Utterly calm and collected, I pulled off on the side of the road, hung up with flip, and dialed 911. After a moment with a very professional emergency operator (the kind I hope I'd get to speak to if I were ever in a danger spot), Beth and I got out my Mazda to walk back and see if there was anything we could do. We'd moved ahead of the other vehicle by maybe five hundred feet, and trudging back there through the weeds on the side of the interstate was fairly rough going, but not too bad. Still, by the time we got to the other vehicle (some sort of white or silver sedan), a fire engine and a local cop were pulling up to the scene.
We happened to have pulled off onto the other side of the interstate, so the cop yelled to us, "Are you involved?" as he walked up.
"No, we just called it in."
He made a hand motion to stay back and checked on the occupant of the vehicle. A youngish foreign girl who couldn't have been more than twenty or so, she seemed unharmed by the incident and was stepping out of the car when the cop got there.
After a few minutes of watching (traffic was getting backed up, as well) and yelling to no less than two firefighters that we weren't involved, that we just called it in, the cop crossed the street (carefully, mind you) and asked me what I saw.
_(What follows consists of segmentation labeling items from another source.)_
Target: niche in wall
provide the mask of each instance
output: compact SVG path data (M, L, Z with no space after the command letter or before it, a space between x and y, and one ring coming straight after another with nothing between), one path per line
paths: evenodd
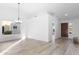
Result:
M2 34L4 35L12 34L10 21L2 21Z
I told him that I had seen the car hit the rail in my rearview mirror and had called in the accident. He thanked me and told me to be on my way.
I was amazed at the speed at which it happened. No less than ten minutes after witnessing the accident, we were back in our car and on the way. And then my hands started shaking a bit, likely from the adrenaline rush. The rest of the three-hour drive to Huntsville was a bit rough, not least because a bit later it started raining, and I was feeling just a bit twitchy.
Interesting how I was utterly calm at first, and only began to stress out over it later. Selective advantage or neutral drift I can't say, but obviously the adrenaline system has its quirks.
And, on a completely different note:
This is a link to Stephen Colbert's speech at the White House Correspondent's Dinner on Saturday. I'm a huge fan of The Colbert Report, and this is some really good material from him.
Zazzafooky is a personal blog that I'm working through the archives of. Heartfelt oddities from an often humorous but often painful personal perspective of an Angeleno. It's interesting stuff.